Despite Burr’s pleading and Merry’s indorsement, the British Government remained apathetic. The last hope of assistance from that quarter vanished when in January, 1806, William Pitt died and was succeeded as Prime Minister by Charles James Fox, an avowed friend of the United States.

Burr, however, had more than one string to his bow. If he could not wring money from the British he might still try his luck with the Spaniards. The most convenient victim was Yrujo, the Spanish Minister. Yrujo had married a daughter of Thomas McKean, signer of the Declaration of Independence and at the moment Governor of Pennsylvania. He was well informed as to what was going on in the United States. As early as the summer of 1805, when Burr was in the West and the rumors were beginning to fly, he reported to Cevallos, Spanish Minister of State: “The supposed expedition against Mexico is ridiculous and chimerical in the present state of things; but I am not unaware that Burr, in order to get moneys from the English Minister or from England, has made to him some proposition, in which he is to play the leading role.”

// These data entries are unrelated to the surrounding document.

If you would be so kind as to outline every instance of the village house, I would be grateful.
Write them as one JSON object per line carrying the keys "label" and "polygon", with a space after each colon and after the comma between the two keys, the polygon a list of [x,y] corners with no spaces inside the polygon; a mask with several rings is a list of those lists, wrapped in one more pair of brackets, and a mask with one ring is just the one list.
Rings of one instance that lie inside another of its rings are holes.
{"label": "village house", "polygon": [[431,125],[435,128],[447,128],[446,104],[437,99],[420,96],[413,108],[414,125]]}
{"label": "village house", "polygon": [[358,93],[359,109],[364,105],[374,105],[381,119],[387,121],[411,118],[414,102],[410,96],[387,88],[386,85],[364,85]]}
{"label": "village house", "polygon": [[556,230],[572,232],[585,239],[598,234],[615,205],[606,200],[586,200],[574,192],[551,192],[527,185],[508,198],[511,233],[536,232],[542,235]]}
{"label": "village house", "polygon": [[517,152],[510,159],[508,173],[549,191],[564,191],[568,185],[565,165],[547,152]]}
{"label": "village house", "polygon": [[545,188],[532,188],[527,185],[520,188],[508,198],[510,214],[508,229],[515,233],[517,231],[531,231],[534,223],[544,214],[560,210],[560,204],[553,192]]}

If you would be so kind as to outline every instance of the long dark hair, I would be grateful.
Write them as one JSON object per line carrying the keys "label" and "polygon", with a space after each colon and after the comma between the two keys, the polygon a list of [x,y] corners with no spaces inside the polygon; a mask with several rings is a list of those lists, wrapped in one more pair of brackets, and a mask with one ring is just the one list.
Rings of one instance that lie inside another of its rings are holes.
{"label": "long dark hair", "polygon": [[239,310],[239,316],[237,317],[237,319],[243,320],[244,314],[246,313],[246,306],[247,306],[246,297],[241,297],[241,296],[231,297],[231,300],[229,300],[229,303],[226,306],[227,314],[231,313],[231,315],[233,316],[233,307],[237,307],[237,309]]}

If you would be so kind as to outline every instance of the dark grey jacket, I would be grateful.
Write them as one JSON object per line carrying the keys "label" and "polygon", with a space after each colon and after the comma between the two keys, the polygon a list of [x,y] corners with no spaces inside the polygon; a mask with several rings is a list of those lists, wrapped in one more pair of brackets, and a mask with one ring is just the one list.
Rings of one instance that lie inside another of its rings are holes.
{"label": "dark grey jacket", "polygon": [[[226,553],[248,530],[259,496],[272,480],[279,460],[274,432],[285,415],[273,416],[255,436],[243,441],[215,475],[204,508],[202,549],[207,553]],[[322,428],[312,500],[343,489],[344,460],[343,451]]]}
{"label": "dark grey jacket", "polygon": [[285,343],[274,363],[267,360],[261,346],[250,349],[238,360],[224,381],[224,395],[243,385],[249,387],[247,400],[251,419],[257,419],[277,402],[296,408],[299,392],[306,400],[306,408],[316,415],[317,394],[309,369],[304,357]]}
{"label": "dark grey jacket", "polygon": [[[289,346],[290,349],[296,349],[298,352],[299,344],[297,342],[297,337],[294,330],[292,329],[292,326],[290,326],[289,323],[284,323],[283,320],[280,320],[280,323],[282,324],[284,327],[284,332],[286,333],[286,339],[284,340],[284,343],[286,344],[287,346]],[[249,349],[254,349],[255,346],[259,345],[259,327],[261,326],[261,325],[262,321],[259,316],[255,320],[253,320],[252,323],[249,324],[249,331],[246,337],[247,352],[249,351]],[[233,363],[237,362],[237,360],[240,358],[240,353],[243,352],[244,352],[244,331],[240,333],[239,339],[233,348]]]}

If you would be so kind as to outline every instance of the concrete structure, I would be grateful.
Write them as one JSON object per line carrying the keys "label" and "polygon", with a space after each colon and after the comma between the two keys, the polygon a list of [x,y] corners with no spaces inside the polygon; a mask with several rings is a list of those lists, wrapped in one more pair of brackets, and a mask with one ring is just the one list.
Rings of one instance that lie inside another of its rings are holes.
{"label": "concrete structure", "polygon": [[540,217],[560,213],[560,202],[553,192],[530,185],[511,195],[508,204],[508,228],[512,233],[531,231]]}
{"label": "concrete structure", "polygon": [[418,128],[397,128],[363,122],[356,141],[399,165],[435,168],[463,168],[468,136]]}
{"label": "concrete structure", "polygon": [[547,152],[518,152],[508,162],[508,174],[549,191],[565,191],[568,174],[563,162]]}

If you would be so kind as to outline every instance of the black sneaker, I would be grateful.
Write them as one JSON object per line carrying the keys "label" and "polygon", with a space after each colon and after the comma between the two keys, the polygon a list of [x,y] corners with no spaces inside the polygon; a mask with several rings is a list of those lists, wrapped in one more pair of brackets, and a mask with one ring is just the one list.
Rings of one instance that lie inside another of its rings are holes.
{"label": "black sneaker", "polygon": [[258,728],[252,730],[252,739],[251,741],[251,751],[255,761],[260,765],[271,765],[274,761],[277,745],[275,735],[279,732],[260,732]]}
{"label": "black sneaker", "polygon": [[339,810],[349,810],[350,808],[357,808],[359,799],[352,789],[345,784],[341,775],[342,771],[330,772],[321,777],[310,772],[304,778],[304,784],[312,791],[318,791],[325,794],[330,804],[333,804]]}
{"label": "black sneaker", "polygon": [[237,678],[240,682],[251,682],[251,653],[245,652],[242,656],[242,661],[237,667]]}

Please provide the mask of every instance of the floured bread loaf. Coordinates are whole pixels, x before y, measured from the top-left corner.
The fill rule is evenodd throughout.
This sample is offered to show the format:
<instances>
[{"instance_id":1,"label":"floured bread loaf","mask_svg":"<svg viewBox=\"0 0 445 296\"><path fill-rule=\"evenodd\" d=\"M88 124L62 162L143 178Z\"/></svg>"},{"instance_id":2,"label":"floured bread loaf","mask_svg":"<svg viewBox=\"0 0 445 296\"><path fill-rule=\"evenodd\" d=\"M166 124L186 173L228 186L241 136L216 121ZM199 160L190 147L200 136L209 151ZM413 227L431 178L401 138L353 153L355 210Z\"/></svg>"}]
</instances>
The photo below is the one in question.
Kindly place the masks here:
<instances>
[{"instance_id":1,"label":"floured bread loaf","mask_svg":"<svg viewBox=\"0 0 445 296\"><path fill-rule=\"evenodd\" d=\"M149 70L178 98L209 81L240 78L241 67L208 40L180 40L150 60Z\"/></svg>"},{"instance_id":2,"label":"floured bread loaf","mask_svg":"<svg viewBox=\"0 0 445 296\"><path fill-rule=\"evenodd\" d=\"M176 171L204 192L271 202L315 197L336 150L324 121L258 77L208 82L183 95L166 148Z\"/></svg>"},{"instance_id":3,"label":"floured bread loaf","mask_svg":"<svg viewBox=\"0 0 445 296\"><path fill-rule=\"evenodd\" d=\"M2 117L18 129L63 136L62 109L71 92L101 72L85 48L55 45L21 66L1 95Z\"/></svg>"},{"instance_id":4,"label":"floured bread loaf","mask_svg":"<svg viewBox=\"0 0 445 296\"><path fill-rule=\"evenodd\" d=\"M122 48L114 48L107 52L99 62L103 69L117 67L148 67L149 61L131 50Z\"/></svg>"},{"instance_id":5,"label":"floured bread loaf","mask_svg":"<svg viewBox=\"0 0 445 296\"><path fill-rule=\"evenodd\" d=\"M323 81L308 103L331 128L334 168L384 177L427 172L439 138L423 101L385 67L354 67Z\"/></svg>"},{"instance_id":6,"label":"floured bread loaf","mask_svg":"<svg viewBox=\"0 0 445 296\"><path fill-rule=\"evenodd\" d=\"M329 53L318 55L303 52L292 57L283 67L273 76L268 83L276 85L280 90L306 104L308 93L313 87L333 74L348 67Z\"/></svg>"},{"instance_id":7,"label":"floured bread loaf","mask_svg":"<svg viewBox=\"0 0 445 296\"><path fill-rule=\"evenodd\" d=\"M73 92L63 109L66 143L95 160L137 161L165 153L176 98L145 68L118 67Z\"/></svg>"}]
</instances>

Having thus early divined Burr’s purpose of extracting money from the British he should not have been surprised when, six months later, he found himself the object of financial solicitation. Burr did not personally approach Yrujo. He sent as his emissary his old friend Jonathan Dayton, the ex-Senator from New Jersey. The visit took place in Philadelphia where Dayton was already present and to which Burr repaired after his last apparently futile appeal to Merry.

Dayton, according to Yrujo’s report to Cevallos, explained that the reason of his visit was that he had information, known only to three persons in the country, which he thought would be worth thirty or forty thousand dollars to the Spanish Government. When Yrujo encouraged him to proceed Dayton disclosed the story of Burr’s secret conferences with Merry. It included the plan for taking the Floridas and for effecting the separation and independence of the western states. The Floridas, said Dayton, were to be associated with the new federated state, and for her share in bringing it about England was to receive a preference in matters of commerce and navigation. The plan, he continued, had obtained the approval of the British Minister who had recommended it to his Government. Dayton added that on his trip to the West Burr had found the people of that section not only disposed toward independence but also anxious to make an expedition against the kingdom of Mexico. The proposal, said Dayton, had been well received by the British Cabinet.

In his previous letter to Cevallos, Yrujo had spoken of Burr’s proposed expedition into Mexico as chimerical. Surely nothing was more chimerical than his present plan to help pay for it by frightening the Spaniards into giving him money for warning him of what was going to happen to them. General Jackson and other prominent westerners who were enthusiastic over such an expedition and had hailed Burr as the leader no doubt would have been astonished had they known that he was thus divulging his plans to the Spaniards in the hope of getting money from them.